If the flux of the electric field through a closed surface is zero,

To solve the question, "If the flux of the electric field through a closed surface is zero," we can analyze the implications of this statement using Gauss's Law. ### Step-by-Step Solution: 1. **Understanding Electric Flux**: Electric flux (Φ) through a closed surface is defined as the integral of the electric field (E) over the surface area (A): \[ \Phi = \oint E \cdot dA \] According to Gauss's Law, this is also equal to the charge (Q) enclosed by the surface divided by the permittivity of free space (ε₀): \[ \Phi = \frac{Q_{enc}}{\epsilon_0} \] 2. **Given Condition**: The problem states that the electric flux through the closed surface is zero: \[ \Phi = 0 \] 3. **Implication of Zero Flux**: From Gauss's Law, if the flux is zero, then: \[ \frac{Q_{enc}}{\epsilon_0} = 0 \] This implies that the enclosed charge (Q_enc) must be zero: \[ Q_{enc} = 0 \] 4. **Electric Field on the Surface**: The statement does not necessarily mean that the electric field (E) is zero everywhere on the surface.

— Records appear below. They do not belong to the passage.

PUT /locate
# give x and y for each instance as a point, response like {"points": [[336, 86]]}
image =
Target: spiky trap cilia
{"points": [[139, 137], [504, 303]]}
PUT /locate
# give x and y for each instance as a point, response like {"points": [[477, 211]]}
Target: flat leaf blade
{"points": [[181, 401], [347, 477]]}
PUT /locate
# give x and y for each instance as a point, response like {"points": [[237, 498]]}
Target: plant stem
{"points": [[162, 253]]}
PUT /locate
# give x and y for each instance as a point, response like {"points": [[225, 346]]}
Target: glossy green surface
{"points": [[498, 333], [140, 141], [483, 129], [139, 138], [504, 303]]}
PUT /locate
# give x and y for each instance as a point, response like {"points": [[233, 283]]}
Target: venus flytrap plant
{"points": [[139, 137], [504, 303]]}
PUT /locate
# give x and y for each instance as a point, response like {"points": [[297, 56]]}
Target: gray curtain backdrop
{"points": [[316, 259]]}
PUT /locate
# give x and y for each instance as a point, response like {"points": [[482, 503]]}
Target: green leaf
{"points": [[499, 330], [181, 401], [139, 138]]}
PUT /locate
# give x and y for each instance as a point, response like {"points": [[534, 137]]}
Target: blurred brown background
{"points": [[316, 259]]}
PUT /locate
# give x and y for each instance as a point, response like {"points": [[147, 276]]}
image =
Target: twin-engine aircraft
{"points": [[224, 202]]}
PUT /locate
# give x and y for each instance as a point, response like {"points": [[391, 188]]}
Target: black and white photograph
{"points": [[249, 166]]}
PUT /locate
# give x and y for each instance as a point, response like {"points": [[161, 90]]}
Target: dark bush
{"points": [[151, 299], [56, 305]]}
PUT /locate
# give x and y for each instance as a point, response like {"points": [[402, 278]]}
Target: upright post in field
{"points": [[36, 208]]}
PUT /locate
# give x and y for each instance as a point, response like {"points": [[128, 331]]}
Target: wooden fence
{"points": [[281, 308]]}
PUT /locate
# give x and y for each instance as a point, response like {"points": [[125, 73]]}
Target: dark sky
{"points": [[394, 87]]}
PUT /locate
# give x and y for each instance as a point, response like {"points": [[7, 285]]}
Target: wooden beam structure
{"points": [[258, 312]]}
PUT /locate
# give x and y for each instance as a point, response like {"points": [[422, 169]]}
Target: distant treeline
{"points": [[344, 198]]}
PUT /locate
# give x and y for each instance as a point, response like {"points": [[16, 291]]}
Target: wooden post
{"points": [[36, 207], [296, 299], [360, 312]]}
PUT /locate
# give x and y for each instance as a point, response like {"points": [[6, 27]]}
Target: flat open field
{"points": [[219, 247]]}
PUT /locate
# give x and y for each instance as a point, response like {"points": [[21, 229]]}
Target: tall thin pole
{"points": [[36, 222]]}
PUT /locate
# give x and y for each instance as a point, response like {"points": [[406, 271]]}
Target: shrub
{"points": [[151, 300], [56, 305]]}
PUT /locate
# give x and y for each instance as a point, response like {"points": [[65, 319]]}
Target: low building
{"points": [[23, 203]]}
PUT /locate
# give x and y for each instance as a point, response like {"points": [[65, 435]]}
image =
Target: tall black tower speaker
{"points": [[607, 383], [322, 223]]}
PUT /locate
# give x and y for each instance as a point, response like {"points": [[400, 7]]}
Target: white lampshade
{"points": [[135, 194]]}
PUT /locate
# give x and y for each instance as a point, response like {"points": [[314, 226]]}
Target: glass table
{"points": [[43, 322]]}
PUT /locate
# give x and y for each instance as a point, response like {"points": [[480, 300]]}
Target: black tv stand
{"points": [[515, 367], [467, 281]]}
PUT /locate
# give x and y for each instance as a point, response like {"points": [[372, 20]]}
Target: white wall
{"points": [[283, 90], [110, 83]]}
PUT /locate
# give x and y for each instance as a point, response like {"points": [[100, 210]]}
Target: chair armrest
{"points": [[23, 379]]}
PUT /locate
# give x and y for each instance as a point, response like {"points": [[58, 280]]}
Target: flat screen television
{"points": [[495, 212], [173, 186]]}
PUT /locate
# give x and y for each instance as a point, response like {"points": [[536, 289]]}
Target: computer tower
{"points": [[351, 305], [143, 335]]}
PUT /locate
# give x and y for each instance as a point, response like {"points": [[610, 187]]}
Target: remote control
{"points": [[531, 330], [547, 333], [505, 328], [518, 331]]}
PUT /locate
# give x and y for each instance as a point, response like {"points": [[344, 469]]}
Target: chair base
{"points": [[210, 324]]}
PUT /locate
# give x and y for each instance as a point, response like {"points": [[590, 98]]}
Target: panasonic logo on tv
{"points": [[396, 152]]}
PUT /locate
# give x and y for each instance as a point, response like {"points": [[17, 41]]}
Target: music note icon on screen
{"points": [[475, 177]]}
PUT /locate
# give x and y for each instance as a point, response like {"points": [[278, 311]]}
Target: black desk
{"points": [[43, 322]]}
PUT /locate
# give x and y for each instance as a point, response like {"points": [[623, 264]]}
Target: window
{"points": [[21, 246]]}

The electric field can be present, but it can also be such that the total number of electric field lines entering the surface equals the number of lines exiting, resulting in a net flux of zero. 5. **Conclusion**: Therefore, the conclusions we can draw are: - The charge inside the closed surface must be zero (Q_enc = 0). - The electric field may or may not be zero everywhere on the surface; it can be non-zero but still yield zero net flux. ### Summary of Findings: - **Charge inside the surface must be zero**: This is a confirmed statement. - **Electric field may be zero everywhere on the surface**: This is a possible scenario. - **Electric field must be zero everywhere on the surface**: This is not necessarily true. - **Charge in the vicinity of the surface must be zero**: This is incorrect; charges can exist outside the surface and still yield zero flux.